Sedert 2011 wordt door het FAVV de antimicrobiële resistentie van pathogenen en indicatorkiemen bij runderen, varkens en pluimvee opgevolgd, ESBL (Extended-spectrum beta-lactamasen)-producerende kiemen op pluimveevlees inbegrepen. Het is te vroeg om conclusies te kunnen trekken over de geobserveerde trends, maar bij dieren is er in geval van resistentie een stijging waar te nemen van het aantal antimicrobiële middelen waartegen de indicatorkiemen resistent zijn. Op slachthuisniveau lijkt voor bepaalde bacteriën het aandeel resistente stammen te dalen. Dit is ondere andere het geval voor ESBL-producerende E. coli’s en Salmonella’s. Jaarlijks worden de resultaten van de analyses die door het FAVV worden uitgevoerd weergegeven in haar activiteitenverslag.

4. In 2011 werd het kenniscentrum Antimicrobial Consumption and Resistance in Animals (AMCRA) opgericht. Het wordt voor zijn werking voor 70 % financieel gesteund door het FAVV en het FAGG. Het kenniscentrum heeft reeds verschillende adviezen uitgebracht om het efficiënt gebruik van antibiotica op de veehouderijen te bevorderen, en heeft gidsen voor dierenartsen en veehouders gepubliceerd. Een actieplan wordt voorzien om de implementatie van de gidsen en adviezen te bevorderen.

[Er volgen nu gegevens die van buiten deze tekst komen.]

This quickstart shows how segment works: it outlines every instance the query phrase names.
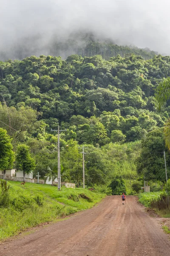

Om het veilig gebruik van therapeutische concentraties zincoxide toe te laten en zo het gebruik van een kritisch antibioticum, met name colistine te beperken in de varkenshouderij werd een convenant afgesloten met de veevoederindustrie om verminderde concentraties zinkoxide als additief in het diervoeder te gebruiken.

Eveneens zal het hierboven beschreven datacollectiesysteem het gebruik van antimicrobiële middelen registreren evenals de frequentie van het voorschrijven voor het opvolgen en het sensibiliseren van veelgebruikers en veelvoorschrijvers van antibiotica.